Stop mounting pressure on agencies to meet revenue targets, LCCI urges FG

THE Lagos Chamber of Commerce and Industry (LCCI) has urged the federal government to stop putting severe pressure on its agencies to meet expected revenue targets.

The chamber said such pressure had distracted several revenue-generating agencies from fulfilling their core mandates.

In a January press statement sent to The ICIR, Toki Mabogunje, president of the LCCI, said emphasis on revenue generation often propelled agencies to focus solely on revenue to the detriment of their core mandates of facilitating investment growth, which, in turn, hurt ease of doing business in the country.

Findings show that the Nigerian government is cash-strapped as crude oil prices nosedive. Ben  Akabueze, head of the Budget Office, said in May 2020 that the country’s oil revenue had fallen by 80 percent in the previous five years.
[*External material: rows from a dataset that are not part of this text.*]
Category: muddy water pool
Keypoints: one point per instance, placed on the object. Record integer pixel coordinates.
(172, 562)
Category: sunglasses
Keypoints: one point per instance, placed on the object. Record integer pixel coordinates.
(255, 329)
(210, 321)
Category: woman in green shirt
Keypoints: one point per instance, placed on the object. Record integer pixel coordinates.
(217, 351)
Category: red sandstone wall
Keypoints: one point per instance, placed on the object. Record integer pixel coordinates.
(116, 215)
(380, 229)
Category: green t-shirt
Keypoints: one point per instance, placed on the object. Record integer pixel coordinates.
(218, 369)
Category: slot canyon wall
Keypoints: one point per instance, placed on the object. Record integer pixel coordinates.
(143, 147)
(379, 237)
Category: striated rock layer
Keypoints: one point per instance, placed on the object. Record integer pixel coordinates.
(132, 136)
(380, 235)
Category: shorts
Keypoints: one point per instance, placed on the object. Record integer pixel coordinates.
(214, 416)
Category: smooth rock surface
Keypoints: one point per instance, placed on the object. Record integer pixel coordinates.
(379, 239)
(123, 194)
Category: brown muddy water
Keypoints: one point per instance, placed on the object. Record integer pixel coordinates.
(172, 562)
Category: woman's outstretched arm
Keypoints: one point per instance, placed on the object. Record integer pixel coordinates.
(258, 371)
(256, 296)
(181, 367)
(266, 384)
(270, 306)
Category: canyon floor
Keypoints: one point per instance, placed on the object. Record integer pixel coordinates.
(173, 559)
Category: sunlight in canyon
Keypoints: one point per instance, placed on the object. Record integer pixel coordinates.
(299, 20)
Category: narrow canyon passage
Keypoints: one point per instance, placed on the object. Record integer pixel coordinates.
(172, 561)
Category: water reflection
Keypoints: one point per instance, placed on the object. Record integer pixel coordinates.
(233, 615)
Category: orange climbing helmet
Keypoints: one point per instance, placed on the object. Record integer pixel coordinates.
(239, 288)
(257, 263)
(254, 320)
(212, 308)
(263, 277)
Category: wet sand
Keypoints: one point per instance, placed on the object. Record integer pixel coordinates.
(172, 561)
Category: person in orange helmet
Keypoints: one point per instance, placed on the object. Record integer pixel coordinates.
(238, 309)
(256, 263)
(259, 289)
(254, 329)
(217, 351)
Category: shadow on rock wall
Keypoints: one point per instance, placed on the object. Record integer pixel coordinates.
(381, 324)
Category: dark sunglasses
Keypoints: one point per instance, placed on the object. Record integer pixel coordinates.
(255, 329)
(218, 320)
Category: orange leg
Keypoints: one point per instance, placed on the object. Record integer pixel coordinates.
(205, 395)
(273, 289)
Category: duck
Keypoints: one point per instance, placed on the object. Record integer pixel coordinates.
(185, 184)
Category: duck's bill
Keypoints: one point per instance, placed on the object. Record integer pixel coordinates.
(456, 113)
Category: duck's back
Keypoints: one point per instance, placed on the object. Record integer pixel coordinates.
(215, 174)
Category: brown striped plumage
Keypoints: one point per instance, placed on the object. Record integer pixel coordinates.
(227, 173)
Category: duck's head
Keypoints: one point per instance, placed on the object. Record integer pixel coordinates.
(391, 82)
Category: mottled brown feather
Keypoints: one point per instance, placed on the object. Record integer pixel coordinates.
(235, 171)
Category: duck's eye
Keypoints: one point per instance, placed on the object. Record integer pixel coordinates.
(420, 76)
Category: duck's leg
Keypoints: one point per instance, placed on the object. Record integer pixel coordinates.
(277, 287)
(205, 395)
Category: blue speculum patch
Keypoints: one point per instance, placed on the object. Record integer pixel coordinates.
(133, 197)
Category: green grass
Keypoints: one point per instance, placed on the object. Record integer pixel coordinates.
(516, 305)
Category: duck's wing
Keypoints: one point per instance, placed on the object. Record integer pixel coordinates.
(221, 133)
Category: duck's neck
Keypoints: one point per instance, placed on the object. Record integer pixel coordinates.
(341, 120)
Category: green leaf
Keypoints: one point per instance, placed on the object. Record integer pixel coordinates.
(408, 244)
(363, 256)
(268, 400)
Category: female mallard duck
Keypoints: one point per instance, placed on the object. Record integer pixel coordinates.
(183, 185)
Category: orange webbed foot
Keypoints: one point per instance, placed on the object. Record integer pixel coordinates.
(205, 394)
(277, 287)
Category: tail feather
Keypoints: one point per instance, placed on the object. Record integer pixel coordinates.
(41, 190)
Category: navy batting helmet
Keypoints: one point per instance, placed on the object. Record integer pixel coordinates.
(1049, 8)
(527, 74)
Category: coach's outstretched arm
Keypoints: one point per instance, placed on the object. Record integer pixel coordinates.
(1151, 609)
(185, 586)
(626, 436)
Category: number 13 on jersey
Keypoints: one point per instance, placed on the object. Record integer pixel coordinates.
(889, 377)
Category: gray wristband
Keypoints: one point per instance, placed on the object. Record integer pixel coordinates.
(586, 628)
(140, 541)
The situation has forced federal, state and local governments to scavenge for revenue to meet obligations.

The LCCI has severally criticised the federal government for focusing on revenue mobilisation for agencies such as the the Nigerian Customs Service (NCS), the Standards Organisation of Nigeria (SON), the Federal Inland Revenue Service (FIRS), among others, stressing that they should rather be facilitating trade.

Checks show that the 2020 budget has a total spending plan of 13.59 trillion naira, with a revenue projection of 7.99 trillion naira.
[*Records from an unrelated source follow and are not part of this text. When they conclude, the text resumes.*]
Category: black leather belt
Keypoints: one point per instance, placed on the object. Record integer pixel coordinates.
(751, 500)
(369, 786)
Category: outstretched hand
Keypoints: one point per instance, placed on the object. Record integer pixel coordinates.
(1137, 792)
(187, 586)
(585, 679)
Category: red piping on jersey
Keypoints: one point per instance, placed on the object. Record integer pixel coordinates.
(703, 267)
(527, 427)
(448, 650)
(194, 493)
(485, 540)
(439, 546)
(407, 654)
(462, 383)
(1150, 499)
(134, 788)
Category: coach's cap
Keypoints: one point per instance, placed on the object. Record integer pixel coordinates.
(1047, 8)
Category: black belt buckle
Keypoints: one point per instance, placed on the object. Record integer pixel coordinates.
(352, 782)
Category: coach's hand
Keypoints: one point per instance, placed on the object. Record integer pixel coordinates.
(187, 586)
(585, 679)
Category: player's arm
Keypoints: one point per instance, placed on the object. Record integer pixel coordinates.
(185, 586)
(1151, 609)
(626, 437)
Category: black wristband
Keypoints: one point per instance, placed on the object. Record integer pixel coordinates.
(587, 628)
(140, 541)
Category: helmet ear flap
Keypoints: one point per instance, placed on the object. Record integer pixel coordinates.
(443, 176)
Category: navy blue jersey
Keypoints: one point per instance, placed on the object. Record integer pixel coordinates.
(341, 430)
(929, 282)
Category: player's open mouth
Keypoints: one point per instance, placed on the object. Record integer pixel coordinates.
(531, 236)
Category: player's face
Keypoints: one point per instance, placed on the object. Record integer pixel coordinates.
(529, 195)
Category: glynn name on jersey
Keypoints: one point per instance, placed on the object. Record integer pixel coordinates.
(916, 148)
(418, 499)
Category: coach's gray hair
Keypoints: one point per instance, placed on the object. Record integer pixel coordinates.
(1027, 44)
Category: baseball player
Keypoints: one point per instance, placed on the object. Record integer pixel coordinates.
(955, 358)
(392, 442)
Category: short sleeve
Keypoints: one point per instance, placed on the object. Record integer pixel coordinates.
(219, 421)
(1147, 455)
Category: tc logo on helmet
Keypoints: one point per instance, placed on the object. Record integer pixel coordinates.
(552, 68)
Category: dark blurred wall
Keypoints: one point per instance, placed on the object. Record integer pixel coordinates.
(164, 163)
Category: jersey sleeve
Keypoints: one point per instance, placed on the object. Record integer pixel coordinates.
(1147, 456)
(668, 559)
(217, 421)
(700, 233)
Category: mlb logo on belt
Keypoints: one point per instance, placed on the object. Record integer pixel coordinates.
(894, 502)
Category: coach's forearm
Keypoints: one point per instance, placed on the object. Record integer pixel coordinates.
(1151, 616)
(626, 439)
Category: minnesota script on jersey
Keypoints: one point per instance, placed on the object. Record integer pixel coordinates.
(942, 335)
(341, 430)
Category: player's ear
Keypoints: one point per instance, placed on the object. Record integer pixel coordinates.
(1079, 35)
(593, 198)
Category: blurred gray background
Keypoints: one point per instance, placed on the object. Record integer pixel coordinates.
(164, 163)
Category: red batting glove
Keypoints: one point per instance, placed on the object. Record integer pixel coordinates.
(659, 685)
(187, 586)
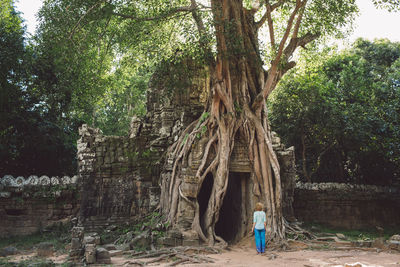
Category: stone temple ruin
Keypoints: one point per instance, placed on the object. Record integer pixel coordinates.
(119, 178)
(121, 175)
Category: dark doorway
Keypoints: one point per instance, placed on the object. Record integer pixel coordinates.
(204, 197)
(232, 220)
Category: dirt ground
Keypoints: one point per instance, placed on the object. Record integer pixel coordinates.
(245, 255)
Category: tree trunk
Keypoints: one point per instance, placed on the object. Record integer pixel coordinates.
(234, 107)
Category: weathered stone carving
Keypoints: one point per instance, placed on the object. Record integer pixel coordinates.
(29, 205)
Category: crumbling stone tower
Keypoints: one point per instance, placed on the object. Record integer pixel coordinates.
(121, 175)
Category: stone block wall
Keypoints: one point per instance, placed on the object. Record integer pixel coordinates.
(116, 178)
(347, 206)
(32, 204)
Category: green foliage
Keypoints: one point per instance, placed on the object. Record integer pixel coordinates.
(351, 234)
(344, 115)
(390, 5)
(58, 235)
(31, 141)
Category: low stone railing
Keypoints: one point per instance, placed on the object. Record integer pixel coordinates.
(346, 187)
(348, 206)
(33, 180)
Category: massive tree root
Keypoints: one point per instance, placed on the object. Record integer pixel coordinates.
(235, 109)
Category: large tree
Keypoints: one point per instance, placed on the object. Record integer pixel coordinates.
(247, 46)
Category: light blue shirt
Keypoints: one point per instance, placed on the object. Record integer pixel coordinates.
(259, 219)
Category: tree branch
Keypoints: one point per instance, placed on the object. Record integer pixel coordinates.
(82, 17)
(167, 14)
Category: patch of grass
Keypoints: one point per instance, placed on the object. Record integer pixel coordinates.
(36, 262)
(58, 235)
(353, 234)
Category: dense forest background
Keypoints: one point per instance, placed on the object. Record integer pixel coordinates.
(339, 109)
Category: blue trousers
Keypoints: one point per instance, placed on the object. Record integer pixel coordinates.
(259, 234)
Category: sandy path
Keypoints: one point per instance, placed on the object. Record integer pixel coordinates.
(243, 257)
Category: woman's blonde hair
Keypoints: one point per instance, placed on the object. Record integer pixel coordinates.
(259, 206)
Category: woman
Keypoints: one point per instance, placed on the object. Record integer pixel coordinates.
(259, 226)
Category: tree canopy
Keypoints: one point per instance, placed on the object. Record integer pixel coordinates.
(342, 116)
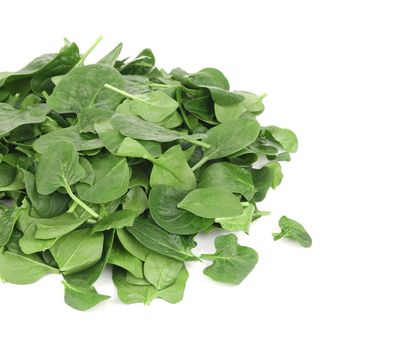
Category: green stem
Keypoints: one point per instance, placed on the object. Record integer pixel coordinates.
(92, 47)
(73, 207)
(195, 142)
(200, 163)
(121, 92)
(80, 203)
Aggregate expenditure comprises N5.99 trillion naira for recurrent non-debt expenditure; 4.37 trillion naira for capital expenditure; 3.32 trillion naira for debt servicing and 496.5 billion naira for statutory transfer, with non-oil and oil revenue sources contributing 70 percent and 30 percent respectively to projected revenue.

Mabogunje commended policies and strategies targeted at improving non-oil revenue in the budget, including the 2020 Finance Act, but noted that some of the assumptions guiding the budget were unrealistic.

READ ALSO: Nigerians to see poverty, inflation, debt worsened in 2021— LCCI

“There are assumptions of GDP growth rate of 3 percent; inflation rate of 11.95 percent; 379/$ naira foreign exchange(FX)  benchmark; 40 dollars per barrel oil price target and oil production of 1.86 million barrel/day.

“While we consider the oil price and production assumption as realistic, assumptions on inflation, growth, and FX rate do not appear to reflect the current realities,” she cautioned.



    She further said that the federal government’s target to source 70 percent of projected revenue from the non-oil sector through taxation was rather ambitious, given that corporate entities were still faced with lingering effects of covid-19 disruptions.

    “This goal cannot be accomplished without a supportive macroeconomic and policy environment that encourages the ease of doing business,” Mabogunje stated.

    “An enabling environment that supports business growth and expansion provides the impetus to improve revenue mobilisation in the non-oil sector. The creation of an enabling business environment must be at the forefront of government’s revenue mobilisation strategies in year 2021,” she advised.

    She recommended that budget monitoring mechanism be strengthened by constituting a private-public stakeholders’ committee to oversee the implementation process.